Ferreira Deusdado presidiu ao Congresso, afirmando que deveria ser de todos os transmontanos e que tinha como objetivo “… estudar em várias teses as necessidades vitais e urgentes da província para que os seus governadores consigam do poder central a sua imediata realização, aproveitando os trabalhos já apresentados no I Congresso.”

Numa das sessões de propaganda do congresso realizada no Porto, o freixenista, Adriano Rodrigues, catedrático da FEUP, foi vice-reitor e reitor da Universidade do Porto, referiu “… é preciso cuidar das províncias, animar a vida municipal e regional, descentralizar a administração, criar responsabilidades e orgulhos, estimular iniciativas fecundas, não confiando a Lisboa a resolução de tudo.”

A realização do III Congresso foi antecedida de sete tentativas. A primeira ocorreu no ano de 1981, por iniciativa da CTMAD de Lisboa, reuniu em Carrazeda de Ansiães os governadores civis de Bragança, Vila Real e Guarda, a Comissão de Coordenação Regional, as Comissões Regionais de Turismo e outras entidades. A sétima tentativa decorreu em 2000, previa a realização do Congresso em Mirandela, e também fracassou, foram duas décadas, em que o esforço da cidadania foi contaminado pela ambição pessoal e pela interferência político partidária.

No ano de 2002, sob a liderança política, administrativa e financeira da Associação de Municípios de Trás-os-Montes e Alto Douro (AMTAD), decorreu o III Congresso, realizado de 26 a 28 de setembro de 2002, passados 61 anos sobre a realização do II. A Assembleia Intermunicipal votou por unanimidade todas as orientações necessárias à realização do Congresso, que decorreu na cidade de Bragança, local escolhido mediante concurso aberto a todos os 36 municípios associados.

“Rumo à Modernidade” foi o lema do Congresso. Referi, na sessão de abertura, “…trata-se de um congresso voltado para o futuro, e não de um congresso voltado para o passado (…) um congresso de afirmação da cidadania dos transmontanos, a luta pela afirmação e modernidade da região, assente numa estratégia de desenvolvimento sustentado e na convergência de boas vontades pessoais e institucionais”

Amadeu Ferreira na comunicação com o título “Quem Somos”, disse, “Um congresso para que? Para dizer que existimos, certamente, mas sobretudo para dizer que não nos resignamos (…) e este congresso deve ser um grito e não um muro de lamentações.” (…) É altura de o Estado cumprir com Trás-os-Montes e Alto Douro e saldar a sua dívida.

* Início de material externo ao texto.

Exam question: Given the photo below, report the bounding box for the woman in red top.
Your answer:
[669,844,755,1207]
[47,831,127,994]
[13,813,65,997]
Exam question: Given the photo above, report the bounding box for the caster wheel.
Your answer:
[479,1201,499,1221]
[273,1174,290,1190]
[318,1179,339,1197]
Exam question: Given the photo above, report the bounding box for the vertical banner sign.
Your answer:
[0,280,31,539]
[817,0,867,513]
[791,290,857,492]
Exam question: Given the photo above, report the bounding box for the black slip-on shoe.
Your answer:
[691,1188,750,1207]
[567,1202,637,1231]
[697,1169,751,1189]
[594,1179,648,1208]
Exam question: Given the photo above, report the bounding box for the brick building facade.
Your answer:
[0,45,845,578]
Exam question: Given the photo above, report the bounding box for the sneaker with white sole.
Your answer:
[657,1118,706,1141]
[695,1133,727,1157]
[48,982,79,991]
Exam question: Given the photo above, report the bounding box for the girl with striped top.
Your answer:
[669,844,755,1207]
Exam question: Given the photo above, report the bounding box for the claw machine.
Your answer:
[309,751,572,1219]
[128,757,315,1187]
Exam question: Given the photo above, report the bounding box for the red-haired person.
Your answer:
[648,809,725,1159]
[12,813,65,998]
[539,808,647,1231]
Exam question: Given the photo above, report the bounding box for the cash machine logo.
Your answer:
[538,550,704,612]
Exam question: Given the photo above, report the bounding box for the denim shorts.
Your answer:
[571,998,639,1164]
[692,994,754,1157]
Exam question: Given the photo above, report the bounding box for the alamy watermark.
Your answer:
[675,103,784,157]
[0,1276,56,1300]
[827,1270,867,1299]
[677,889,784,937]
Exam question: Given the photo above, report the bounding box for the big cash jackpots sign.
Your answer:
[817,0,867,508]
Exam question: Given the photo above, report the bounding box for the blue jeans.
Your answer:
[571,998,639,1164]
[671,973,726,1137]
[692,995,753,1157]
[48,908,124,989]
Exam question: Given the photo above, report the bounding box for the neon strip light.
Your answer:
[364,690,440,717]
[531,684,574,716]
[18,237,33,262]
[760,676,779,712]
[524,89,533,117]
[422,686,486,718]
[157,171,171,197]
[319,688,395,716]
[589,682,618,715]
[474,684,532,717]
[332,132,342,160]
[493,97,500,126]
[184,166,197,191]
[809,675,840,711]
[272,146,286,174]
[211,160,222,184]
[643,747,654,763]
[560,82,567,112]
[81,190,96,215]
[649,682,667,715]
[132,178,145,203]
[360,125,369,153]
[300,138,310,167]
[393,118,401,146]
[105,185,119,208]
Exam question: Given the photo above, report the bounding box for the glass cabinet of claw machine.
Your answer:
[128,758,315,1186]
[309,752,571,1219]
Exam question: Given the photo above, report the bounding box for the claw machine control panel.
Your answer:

Estamos a falar de direitos, não estamos a falar de esmolas. E os direitos exigem-se, não se pedem.” O extrato destas duas intervenções pode muito bem sintetizar a orientação do Congresso.

O IV Congresso Transmontano decorreu nos dias 25 a 27 de maio de 2018, no pavilhão do Conhecimento em Lisboa, sob o lema “Agir no presente, alcançar o futuro”. Foi organizado pela Casa de Trás-os-Montes e Alto Douro, sem nenhuma entidade da região ligada à organização. Foi também o primeiro que decorreu fora da região, com a justificação de se tratar de terreno neutro sob o ponto de vista político, quebrando a regra dos anteriores: o de ser feito na região e todos foram realizados no mês de setembro. Foi presidido pelo presidente da CTMAD, Dr. Hirondino Isaías.

V Congresso, para quê e como? a reflexão necessária, para o que faço duas considerações prévias, uma sugestão e um apelo, no sentido de serem feitos aperfeiçoamentos à iniciativa da Casa de Trás-os-Montes, no sentido de a iniciativa não fracassar, ou ter pouco interesse para a região.

A primeira, é a de destacar a enorme evolução da região ao longo de um século, em particular após o 25 de Abril de 1974. Hoje dispomos de uma moderna rede de estradas; um bom sistema de saúde pública; instituições de ensino superior, centros de investigação e de tecnologia que são uma âncora do desenvolvimento; uma rede social com respostas em todas as valências; melhores serviços; uma boa rede de equipamentos culturais. Ativos poderosos na luta por um futuro melhor.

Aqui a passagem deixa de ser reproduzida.